Our response to the NHS Long Term Plan
The NHS Long Term (10 year) Plan was published this week.
The plan summarises the current status of the NHS and sets out a detailed and aspirational vision for the entire service. NHS leaders, health professionals, the public and other society representatives including voluntary sector organisations have collaborated to develop the plan.
Some of our members work in NHS roles and everybody involved with adoption and fostering uses or has contact with NHS services in many different ways so it is useful to be aware of any changes that are proposed.
The plan promises a “revitalised culture of support and collaboration”, both within the NHS itself (which nowadays is made up of many separate organisations) and with other agencies such as social care. In fact the current direction of travel with more integration of health and social care services is strongly supported by this plan. This is surely positive for fostering and adoption.
There are detailed commitments to improve services for people with learning disability and autism, and services for those needing support for mental health problems, with a particular focus on crisis services and transitions from child to adult services.
There will be attention given to child health with a promise of “holistic care across local authority and NHS services”. Action is proposed to address inequality.
The plan contains significant detail about the need to move to a modern digital NHS where the public are just as likely to have an online consultation with a GP as a face-to-face appointment. Primary care and community health services will be fully integrated with care provided at home wherever appropriate and significant changes are proposed to outpatient care. (All being well people should be able to access the right care at the right time in the right place ). This would be good news for all of us.

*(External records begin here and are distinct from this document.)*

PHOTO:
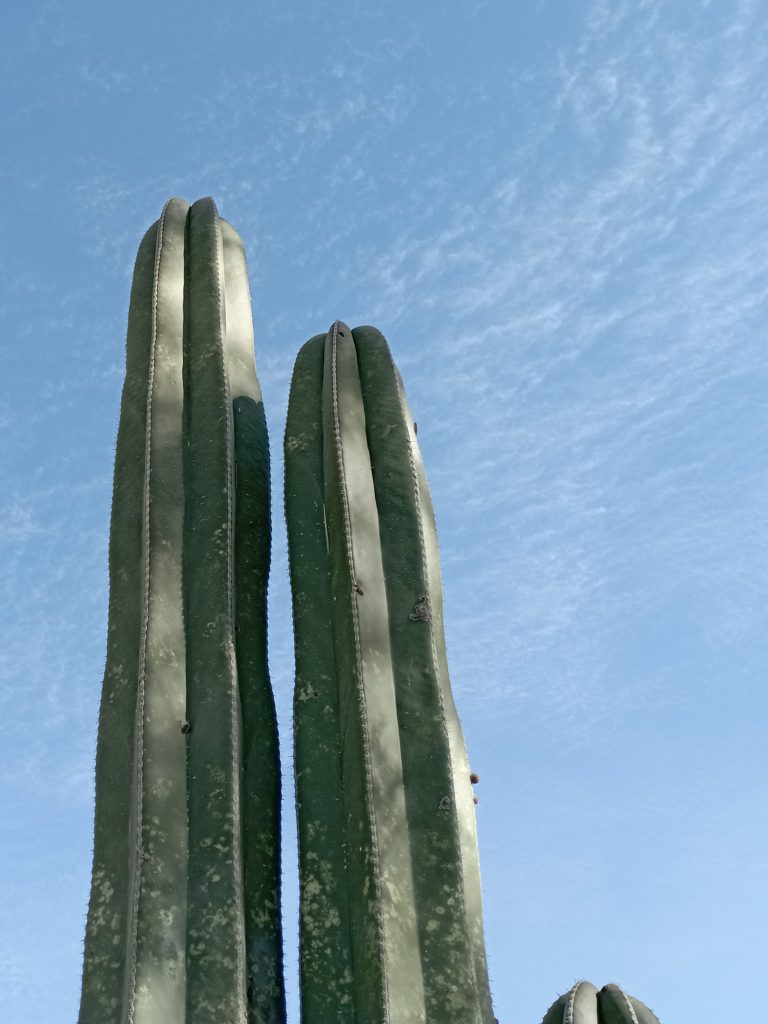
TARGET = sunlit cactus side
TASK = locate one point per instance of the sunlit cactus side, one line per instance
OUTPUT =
(183, 920)
(390, 920)
(585, 1005)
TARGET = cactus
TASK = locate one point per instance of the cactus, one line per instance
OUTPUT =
(390, 920)
(183, 920)
(585, 1005)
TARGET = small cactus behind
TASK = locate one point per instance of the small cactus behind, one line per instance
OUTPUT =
(585, 1005)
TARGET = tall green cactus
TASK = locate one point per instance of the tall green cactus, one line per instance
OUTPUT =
(183, 921)
(391, 921)
(585, 1005)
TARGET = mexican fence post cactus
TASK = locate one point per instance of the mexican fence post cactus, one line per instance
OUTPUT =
(585, 1005)
(183, 920)
(390, 921)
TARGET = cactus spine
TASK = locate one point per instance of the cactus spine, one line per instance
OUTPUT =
(585, 1005)
(183, 919)
(391, 922)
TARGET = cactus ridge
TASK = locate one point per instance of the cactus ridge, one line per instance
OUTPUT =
(401, 863)
(183, 919)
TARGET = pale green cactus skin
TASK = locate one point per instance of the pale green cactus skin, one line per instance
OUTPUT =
(183, 921)
(585, 1005)
(391, 920)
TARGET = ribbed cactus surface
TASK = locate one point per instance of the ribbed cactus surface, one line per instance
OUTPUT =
(183, 921)
(585, 1005)
(391, 922)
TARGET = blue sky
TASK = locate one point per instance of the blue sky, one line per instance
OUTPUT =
(558, 215)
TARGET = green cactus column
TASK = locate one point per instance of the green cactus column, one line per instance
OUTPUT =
(391, 922)
(183, 922)
(585, 1005)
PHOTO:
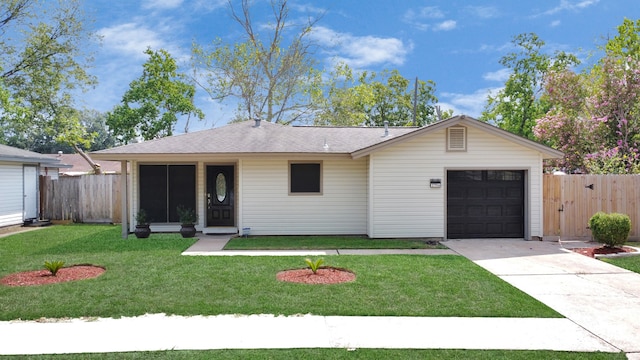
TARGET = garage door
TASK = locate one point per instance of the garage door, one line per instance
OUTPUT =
(485, 204)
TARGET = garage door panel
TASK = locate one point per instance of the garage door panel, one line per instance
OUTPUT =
(485, 204)
(495, 210)
(476, 193)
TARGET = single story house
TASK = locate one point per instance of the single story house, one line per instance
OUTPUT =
(20, 183)
(456, 178)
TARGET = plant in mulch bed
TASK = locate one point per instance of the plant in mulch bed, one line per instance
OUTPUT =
(610, 229)
(314, 265)
(53, 266)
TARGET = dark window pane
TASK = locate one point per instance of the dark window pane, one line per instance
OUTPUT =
(164, 187)
(305, 178)
(153, 192)
(182, 189)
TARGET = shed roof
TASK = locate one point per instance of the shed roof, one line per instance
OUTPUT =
(13, 154)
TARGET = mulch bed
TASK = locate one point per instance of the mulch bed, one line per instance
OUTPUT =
(604, 250)
(43, 277)
(324, 275)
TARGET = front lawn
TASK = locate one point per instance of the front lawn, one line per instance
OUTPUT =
(331, 354)
(631, 263)
(150, 276)
(324, 243)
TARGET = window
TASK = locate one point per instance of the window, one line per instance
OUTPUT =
(165, 187)
(456, 138)
(305, 178)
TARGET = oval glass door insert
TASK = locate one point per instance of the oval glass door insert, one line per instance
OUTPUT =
(221, 187)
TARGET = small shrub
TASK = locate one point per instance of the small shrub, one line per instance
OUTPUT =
(141, 217)
(610, 229)
(53, 266)
(314, 265)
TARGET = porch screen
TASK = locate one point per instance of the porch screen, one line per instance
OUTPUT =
(165, 187)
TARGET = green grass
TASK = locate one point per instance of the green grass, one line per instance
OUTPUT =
(631, 263)
(150, 276)
(330, 354)
(324, 242)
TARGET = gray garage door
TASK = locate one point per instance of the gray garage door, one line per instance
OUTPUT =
(485, 204)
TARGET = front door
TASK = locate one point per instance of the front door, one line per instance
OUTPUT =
(220, 196)
(30, 183)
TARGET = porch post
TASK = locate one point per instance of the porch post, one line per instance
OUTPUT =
(124, 197)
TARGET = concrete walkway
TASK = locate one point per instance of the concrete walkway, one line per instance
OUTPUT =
(576, 286)
(599, 297)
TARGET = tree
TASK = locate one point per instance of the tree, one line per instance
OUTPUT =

Local services will be planned collaboratively via “integrated Care Systems” (ICS) by 2021. An ICS will be a partnership that will involve not only NHS organisations (Commissioners and providers) but also local authorities. However thankfully there is no proposal to completely overhaul the entire NHS organisationally as happened earlier this decade.
The plan acknowledges the huge pressures on staff resources that exist across the NHS and the detailed workforce plan is yet to be published leading many to be sceptical about whether the plan can be delivered. Some change to legislation is required to fully enable the commitments to become a reality.